The U, through the Office of the President, partnered with One Love after the murder of student-athlete Lauren McCluskey in October 2018. This is the foundation’s second visit to campus to meet with students.
One Love was founded to honor Yeardley Love, a student-athlete at the University of Virginia who was killed by an ex-boyfriend in 2010. The foundation works to educate people about signs of healthy and unhealthy relationship behavior—signs that neither Yeardley nor her family and friends recognized in her situation.
Its goal is simple: By educating young people at a young age about the differences between healthy and unhealthy relationships, as well as early warning signs, it aims to be part of the solution that saves lives.

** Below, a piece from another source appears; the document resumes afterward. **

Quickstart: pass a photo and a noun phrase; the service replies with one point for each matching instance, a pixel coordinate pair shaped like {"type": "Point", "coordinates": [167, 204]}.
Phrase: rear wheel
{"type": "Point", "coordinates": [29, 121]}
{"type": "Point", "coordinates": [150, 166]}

“There is no Relationship 101 class in our lives, but every aspect of our lives has a relationship in it,” Gray said.
For Gabe Martinez, ASUU vice president of student relations, the One Love training session he attended was eye-opening.
“I’d never been in a training that heavy,” Martinez said. “I thought it was very informative. A lot of people go through these types of experiences, and I would say I am more aware and educated than I was in the past.”
In fact, Martinez, AnnaMarie Barnes (ASUU president) and Latifa Yaqoobi (vice president of university relations) were elected on a platform that included a focus on campus safety, access to mental health and health services and building a positive campus for all.
“As leaders, the number of students we encounter is high. Because of this training, we are more situationally aware of what healthy and unhealthy relationships look like,” Martinez said. “We also feel more empowered to speak about it, to act upon it and to recognize when these situations occur in our friend groups, our own lives and in the lives of all the students we serve.”